En plus, c’est l’album qui voit réunir la formation que l’on retient le plus, étant mythique. Terry Graham, réapparaît en batteur, Kid Congo, guitariste, a quitté les Cramps pour se consacrer au Gun Club, et l’arrivée de Patricia Morrison va gothiser le groupe, en charmante bassiste rivale de Poison Ivy. Même si le groupe sera sujet à de nombreux changement de line-up. Car le Club, quel qu’il soit, devra toujours se préparer psychologiquement aux attentes de Jeffrey. Tout se qui se trame dans sa tête (même dans ses veines) et dans les plus grandes villes Américaines. "Lorsqu’un magasin de bonbons est condamné à être tenu par des mécréants, un carnaval de déchets". [2] Et parce qu’à Las Vegas, il y a aussi des hôtels miteux et des ruelles contaminées.

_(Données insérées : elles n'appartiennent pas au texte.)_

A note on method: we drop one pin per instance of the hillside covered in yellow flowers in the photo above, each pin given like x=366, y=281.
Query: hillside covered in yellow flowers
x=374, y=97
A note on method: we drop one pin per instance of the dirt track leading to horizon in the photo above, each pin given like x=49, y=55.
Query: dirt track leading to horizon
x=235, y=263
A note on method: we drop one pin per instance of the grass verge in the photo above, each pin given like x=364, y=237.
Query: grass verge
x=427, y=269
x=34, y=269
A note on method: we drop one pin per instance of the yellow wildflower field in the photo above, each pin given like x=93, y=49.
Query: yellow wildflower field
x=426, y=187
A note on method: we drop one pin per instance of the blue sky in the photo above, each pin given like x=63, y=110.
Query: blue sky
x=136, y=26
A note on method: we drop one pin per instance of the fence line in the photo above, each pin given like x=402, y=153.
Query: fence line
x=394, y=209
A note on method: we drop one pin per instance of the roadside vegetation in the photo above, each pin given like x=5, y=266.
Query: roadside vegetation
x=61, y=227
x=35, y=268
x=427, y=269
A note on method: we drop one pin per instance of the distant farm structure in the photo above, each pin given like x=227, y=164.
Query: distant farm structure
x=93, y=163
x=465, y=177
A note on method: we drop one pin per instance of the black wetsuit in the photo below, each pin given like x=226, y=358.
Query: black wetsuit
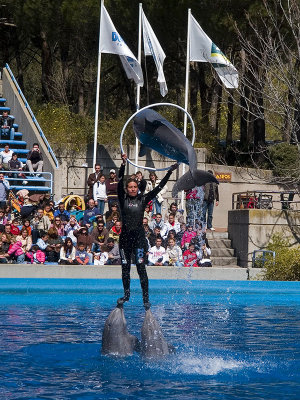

Ici, la guitare qui rentre est saillante et continue, comme un bouclier garant des tribulations à venir. La production claire et soignée de The Las Vegas Story ne l’empêche pas d’être incroyablement sombre et mystique. Jeffrey ne peut exterminer ses démons. Jeffrey semble toujours être accompagné d’une présence peu saine, comme dans Walking With The Beast et cette chose qui serait à la fois l’amour et la mort, qui le suit où qu’il aille. Présence attestée par la puissance spirituelle de Eternally Is Here, ou par le serial killer de The Stranger In Our Town. Incroyablement possédé, Jeffrey crie et déplore ses propres rêves dans une des plus belles chansons du Gun Club, My Dreams. Où la basse est gutturale, où tout est lancinant et fougueux à la fois. Où tout est synonyme d’attente, de tristesse pure mêlée d’espoir. Une sorte de passion effondrée, comme souvent dans cet album ponctué, en début de chaque face, par des souffles vaudous et des flûtes nocturnes, inondé de mélodies libératrices, d’une force émotionnelle indescriptible. Une mélancolie naturelle, une cadence, une machine circulaire avec une vraie dynamique. Une forme d’éternité. La preuve en est avec ce sublime et accrocheur Moonlight Motel, qui répète le même thème.
Les airs de The Las Vegas Story semblent évoquer la solitude, le temps suspendu, la vie qui tourne en rond. Et puis la voix de Jeffrey qui ne cesse d’être plus manifeste depuis Fire Of Love. Une voix, comme toujours, follement habitée, prosternée, vivante. Elle prie, appelle et tente de se délivrer.
Les solos sont majestueux, efficaces au possible. Pas étonnant que Richard Lloyd soit le guitariste new-yorkais préféré de Jeffrey. Le blues est encore présent, avec des ballades à la guitare slide (Bad America, Give Up The Sun) qui parlent de violence, d’océans, de sang, de Broadway et d’obscurité, alors qu’une pause-cabaret au piano délicat, nuancé, (My Man’s Gone Now) achève l’album d’être fantomatique. Écrire une simple ballade acoustique en guise de clôture est accessoire et convenu. Sauf quand elle s’appelle Secret Fires, qu’elle est planante, et magique. Sur cette chanson, la slide à cette caractéristique propre au Gun Club : elle pleure.
[1] la pochette est un montage du vieux Las Vegas des 60’s/70’s
[2] Stevo Olende, auteur de The Gun Club Story, A Three Part Story.